Large-eddy simulations of sea breezes over a mountainous island

Mountains and coastlines both favor the development of thermally-driven diurnal circulations, including slope flows induced by elevated heating and land/sea breezes generated by differential heating of land and water bodies. Although slope flows and sea-breeze circulations have each been studied intensively using observations and numerical simulations, the interactions between the two remain only partially understood. In particular, some studies suggest an enhancement of the sea breeze in the presence of coastal orography while others point to a blocking or weakening effect. To gain insight into these interactions, we conduct a series of large-eddy simulations of daytime airflow over an idealized Gaussian-shaped island terrain.
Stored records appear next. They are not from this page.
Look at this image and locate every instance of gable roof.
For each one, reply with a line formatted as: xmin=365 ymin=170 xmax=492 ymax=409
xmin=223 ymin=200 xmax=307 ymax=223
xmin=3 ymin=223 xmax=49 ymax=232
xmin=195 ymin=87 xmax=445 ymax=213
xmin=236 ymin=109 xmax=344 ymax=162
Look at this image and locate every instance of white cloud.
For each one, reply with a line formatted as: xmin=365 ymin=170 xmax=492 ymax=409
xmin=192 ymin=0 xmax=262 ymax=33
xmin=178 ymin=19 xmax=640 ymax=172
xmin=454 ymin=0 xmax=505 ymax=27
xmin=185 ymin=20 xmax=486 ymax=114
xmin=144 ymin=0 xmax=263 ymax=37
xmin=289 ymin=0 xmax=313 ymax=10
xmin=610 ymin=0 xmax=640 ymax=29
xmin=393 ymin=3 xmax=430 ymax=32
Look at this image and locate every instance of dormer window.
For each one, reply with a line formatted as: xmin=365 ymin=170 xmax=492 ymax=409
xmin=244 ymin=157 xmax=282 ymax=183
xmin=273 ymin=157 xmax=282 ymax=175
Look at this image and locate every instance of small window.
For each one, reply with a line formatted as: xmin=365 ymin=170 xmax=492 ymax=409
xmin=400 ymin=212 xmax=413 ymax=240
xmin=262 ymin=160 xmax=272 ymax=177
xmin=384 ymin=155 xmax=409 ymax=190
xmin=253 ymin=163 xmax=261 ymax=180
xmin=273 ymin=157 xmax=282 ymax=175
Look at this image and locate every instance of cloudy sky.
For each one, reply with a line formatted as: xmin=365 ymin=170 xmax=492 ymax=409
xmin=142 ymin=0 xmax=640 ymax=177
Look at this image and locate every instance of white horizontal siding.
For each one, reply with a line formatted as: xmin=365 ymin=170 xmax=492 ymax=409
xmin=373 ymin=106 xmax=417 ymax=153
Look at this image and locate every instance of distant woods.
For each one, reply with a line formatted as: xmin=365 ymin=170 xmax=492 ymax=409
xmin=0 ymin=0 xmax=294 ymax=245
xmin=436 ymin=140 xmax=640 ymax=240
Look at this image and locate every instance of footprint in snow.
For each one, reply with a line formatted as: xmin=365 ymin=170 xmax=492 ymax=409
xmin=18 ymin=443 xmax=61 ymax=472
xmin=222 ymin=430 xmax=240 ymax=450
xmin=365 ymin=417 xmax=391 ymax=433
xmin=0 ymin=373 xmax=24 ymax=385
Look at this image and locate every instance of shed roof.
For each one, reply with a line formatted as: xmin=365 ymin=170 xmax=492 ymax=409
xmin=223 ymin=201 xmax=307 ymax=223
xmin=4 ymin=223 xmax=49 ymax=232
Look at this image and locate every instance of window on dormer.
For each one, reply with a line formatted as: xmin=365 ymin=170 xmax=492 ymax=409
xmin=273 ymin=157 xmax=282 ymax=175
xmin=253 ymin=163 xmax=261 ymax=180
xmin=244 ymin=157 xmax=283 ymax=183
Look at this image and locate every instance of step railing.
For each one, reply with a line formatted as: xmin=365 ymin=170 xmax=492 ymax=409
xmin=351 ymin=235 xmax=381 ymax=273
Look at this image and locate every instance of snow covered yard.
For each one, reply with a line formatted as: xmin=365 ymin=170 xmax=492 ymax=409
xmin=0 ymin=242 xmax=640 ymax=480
We analyze the simulated sea-breeze propagation characteristics and frontal-circulation strength under varying environmental and topographic factors, including island geometry (width, terrain height and steepness), boundary-layer static stability, and ambient winds. The results suggest that inland orography accelerates the sea-breeze front inland but also causes a weakening of the baroclinicity and frontal circulation. Over sufficiently tall mountains, the latter effect causes the sea-breeze front to vanish entirely as it ascends the slope. The mountain effects on the sea breeze are quantified by tracking the frontogenesis terms and along-front vertical motion in a sea-breeze-following reference frame. This analysis suggests that the mountain upslope flow acts much like an onshore ambient wind: it hastens the inland frontal propagation but also induces strong frontolysis, both of which scale with the mountain height. The potential for sea-breeze blocking at the foot of the mountain is also assessed through a simple Boussinesq scaling.